One of the steps involved would be getting a virtual machine from a public cloud. We can probably do it manually by going through a usual UI and simply request for a virtual machine for our use.

We would want to make sure that we would be able ssh into the machine from our local workstation to said virtual machine. We can test it via the following command:

ssh -i ~/.ssh/virtual_machine_user virtual_machine_user@34.100.100.100

In the above example, we have a virtual machine that is available on IP address 34.100.100.100. Let’s say we created a new ssh key just for this scenario, we can put said private ssh key into the usual ~/.ssh folder and reference the file while using the ssh command. Natually, you would want to make sure that the public version of the new ssh key is replicated into our virtual machine.

Setting up application and the tunnel

On our local workstation, we would probably just setup the application accordingly. Important portion is to ensure that application is accesible from local workstation itself.

To setup ssh tunnel, we would run the following. The important parts would be -R flag - it would specify which port that we’re trying to bind to on our remote machine to our application which would be hosted the local workstation on port 8080.

The -N flag is used to indicate to the ssh command that there will be no remote command to be run. Usually, the shell or bash commands would invoked if no command is provided to the ssh command but we don’t even want that to run - all we want is just a plain ssh tunnel that would ship data from our virtual machine to our application on the local workstation.
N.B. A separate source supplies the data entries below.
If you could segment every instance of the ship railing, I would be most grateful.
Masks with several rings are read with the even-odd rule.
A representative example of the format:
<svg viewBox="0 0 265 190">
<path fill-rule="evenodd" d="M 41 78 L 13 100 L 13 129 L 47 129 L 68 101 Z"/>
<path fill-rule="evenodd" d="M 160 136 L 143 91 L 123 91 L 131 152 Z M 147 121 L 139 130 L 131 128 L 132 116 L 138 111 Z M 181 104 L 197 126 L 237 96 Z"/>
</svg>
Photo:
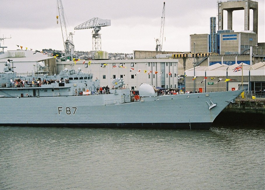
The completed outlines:
<svg viewBox="0 0 265 190">
<path fill-rule="evenodd" d="M 40 87 L 41 85 L 40 84 L 12 84 L 11 85 L 11 88 L 30 88 L 32 87 Z"/>
</svg>

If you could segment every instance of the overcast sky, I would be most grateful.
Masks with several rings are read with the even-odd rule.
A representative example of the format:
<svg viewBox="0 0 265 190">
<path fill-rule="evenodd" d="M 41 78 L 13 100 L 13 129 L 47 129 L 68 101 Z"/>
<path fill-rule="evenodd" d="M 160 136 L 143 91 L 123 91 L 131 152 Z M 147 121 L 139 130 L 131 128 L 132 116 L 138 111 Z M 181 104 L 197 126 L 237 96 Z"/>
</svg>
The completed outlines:
<svg viewBox="0 0 265 190">
<path fill-rule="evenodd" d="M 210 33 L 210 18 L 216 17 L 215 0 L 62 0 L 67 32 L 75 32 L 76 50 L 92 50 L 92 29 L 73 28 L 94 17 L 111 20 L 111 26 L 101 27 L 101 49 L 110 53 L 132 53 L 134 50 L 154 51 L 155 38 L 160 36 L 163 2 L 165 19 L 162 50 L 189 51 L 189 35 Z M 63 50 L 62 37 L 56 0 L 0 0 L 0 32 L 8 46 L 16 45 L 41 50 Z M 265 42 L 264 0 L 259 1 L 258 42 Z M 227 14 L 224 11 L 224 29 Z M 253 28 L 250 11 L 250 29 Z M 233 29 L 244 30 L 244 10 L 233 13 Z"/>
</svg>

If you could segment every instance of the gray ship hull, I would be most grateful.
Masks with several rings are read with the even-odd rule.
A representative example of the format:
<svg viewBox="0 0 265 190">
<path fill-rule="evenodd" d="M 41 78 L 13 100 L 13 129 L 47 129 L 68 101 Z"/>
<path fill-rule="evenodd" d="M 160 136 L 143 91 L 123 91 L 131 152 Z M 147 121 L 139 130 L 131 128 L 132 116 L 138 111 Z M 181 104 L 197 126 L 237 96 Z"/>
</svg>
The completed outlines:
<svg viewBox="0 0 265 190">
<path fill-rule="evenodd" d="M 164 95 L 122 103 L 122 90 L 127 90 L 97 95 L 0 98 L 0 125 L 207 129 L 242 92 Z M 209 109 L 211 102 L 215 105 Z"/>
</svg>

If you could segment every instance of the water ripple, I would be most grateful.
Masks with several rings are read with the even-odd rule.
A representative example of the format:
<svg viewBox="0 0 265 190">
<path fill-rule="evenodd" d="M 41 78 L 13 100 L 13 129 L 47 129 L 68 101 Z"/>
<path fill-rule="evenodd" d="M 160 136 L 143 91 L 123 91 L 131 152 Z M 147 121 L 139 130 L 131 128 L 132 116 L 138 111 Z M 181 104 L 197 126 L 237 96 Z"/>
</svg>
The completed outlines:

ssh -i ~/.ssh/virtual_machine_user -R 8080:127.0.0.1:8080 -N virtual_machine_user@34.100.100.100

Setting up nginx on virtual machine

We would be exposing the application via a virtual machine on a public cloud. This blog post won’t be covering on steps of how to create a virtual machine on a public cloud. However, we would be going some of the steps to setup nginx on the machine. To install nginx, we can run the following commands.

sudo apt update
sudo apt install -y nginx

With this, a nginx is available to use on the virtual machine. At this point, we can do a quick test to make sure that nginx is accessible from the internet. If there are issues with accessing the nginx server, there is probably firewall rules that need to be configured accordingly.
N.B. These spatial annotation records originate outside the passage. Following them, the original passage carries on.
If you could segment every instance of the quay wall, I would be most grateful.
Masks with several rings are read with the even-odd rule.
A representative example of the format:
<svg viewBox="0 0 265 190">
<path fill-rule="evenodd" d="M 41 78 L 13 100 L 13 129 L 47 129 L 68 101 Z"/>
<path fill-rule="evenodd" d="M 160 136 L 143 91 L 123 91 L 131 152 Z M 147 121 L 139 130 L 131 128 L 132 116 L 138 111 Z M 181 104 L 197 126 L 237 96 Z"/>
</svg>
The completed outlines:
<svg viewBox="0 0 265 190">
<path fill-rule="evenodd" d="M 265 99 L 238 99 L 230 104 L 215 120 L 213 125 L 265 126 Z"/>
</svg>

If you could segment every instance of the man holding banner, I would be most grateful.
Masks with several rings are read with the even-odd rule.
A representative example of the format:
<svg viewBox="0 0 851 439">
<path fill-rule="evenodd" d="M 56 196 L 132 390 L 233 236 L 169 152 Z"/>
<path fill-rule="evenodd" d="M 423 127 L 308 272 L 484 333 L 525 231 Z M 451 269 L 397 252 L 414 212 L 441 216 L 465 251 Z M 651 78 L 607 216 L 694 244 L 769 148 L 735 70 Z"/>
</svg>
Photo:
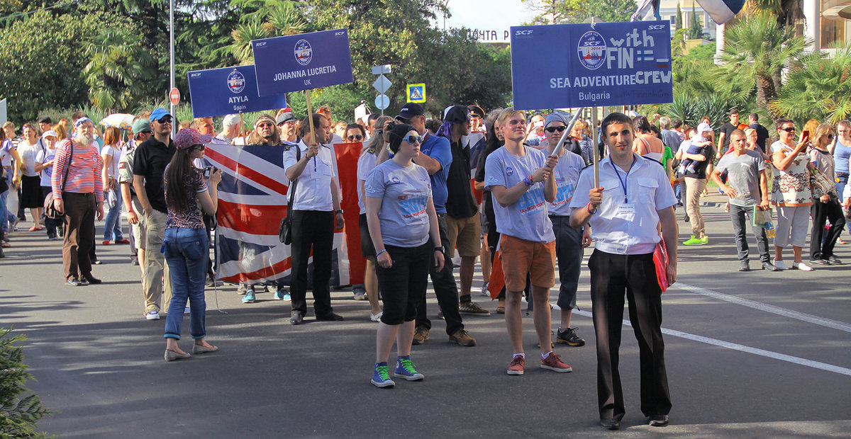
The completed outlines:
<svg viewBox="0 0 851 439">
<path fill-rule="evenodd" d="M 520 300 L 528 275 L 534 301 L 533 318 L 540 343 L 540 367 L 571 372 L 551 348 L 550 289 L 556 283 L 556 236 L 546 216 L 546 204 L 556 200 L 552 169 L 558 157 L 523 144 L 523 112 L 507 108 L 500 114 L 505 144 L 485 161 L 484 188 L 496 200 L 494 215 L 505 279 L 505 326 L 514 354 L 506 373 L 522 375 L 526 366 Z"/>
<path fill-rule="evenodd" d="M 301 122 L 301 141 L 295 148 L 283 153 L 283 167 L 292 188 L 298 184 L 293 196 L 292 270 L 290 296 L 292 308 L 289 323 L 300 324 L 307 313 L 307 265 L 313 255 L 313 308 L 317 320 L 341 321 L 331 307 L 331 279 L 334 229 L 343 228 L 343 211 L 340 207 L 340 192 L 334 169 L 332 149 L 328 142 L 328 120 L 322 115 L 311 115 L 311 121 Z M 277 134 L 274 121 L 269 118 L 270 129 Z M 311 132 L 311 127 L 315 127 Z M 300 157 L 297 157 L 300 155 Z"/>
<path fill-rule="evenodd" d="M 631 119 L 612 113 L 600 129 L 609 151 L 597 171 L 600 187 L 594 187 L 593 169 L 586 168 L 570 202 L 571 226 L 590 223 L 596 240 L 588 267 L 597 335 L 600 424 L 617 430 L 625 413 L 618 373 L 625 293 L 641 352 L 641 409 L 650 425 L 665 426 L 671 396 L 665 368 L 660 284 L 666 286 L 677 280 L 678 230 L 673 209 L 677 198 L 665 169 L 632 152 Z M 660 223 L 661 238 L 656 228 Z M 667 266 L 660 267 L 663 279 L 657 279 L 654 261 L 660 239 L 668 257 Z"/>
</svg>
The next step would be configure the nginx so that when a user access the nginx server, it would immediately be forwarded to the local workstation’s application. We can do this by altering the nginx configuration like so:

Edit the /etc/nginx/sites-available/default

        location /hehe {
                rewrite ^/hehe/?(.*)$ /$1 break;    
                proxy_pass  http://127.0.0.1:8080;
        }

This would mean that if our user tries to access any /hehe path on our server, we would be automatically redirected accordingly.

Naturally, changes to the nginx configuration file would only be taken into account by reloading it

sudo nginx -t
sudo nginx -s reload

Conclusion

The above is a basic setup of a ssh tunnel to access an application on our local workstation. However, there are definitely things that we would need to take note while doing this setup. It is pretty hard to recommend this approach unless you have a particularly good reason to not your application to the cloud. It almost feels like as though the setup is only for “testing” applications.

Doing this as follows would mean we are probably going into a situation where we would be deploying the application in a non-scalable way. It doesn’t make sense for the application to create a bunch of ssh tunnels to the same virtual machine to have the application exposed publicly. For the services being setup in the following way, we should expect very little incoming traffic.

Another point of concern is that it is hard to guarantee the available of the application. There are many possible points of failure - application can fail, the ssh tunnel itself could hang/terminate prematurely.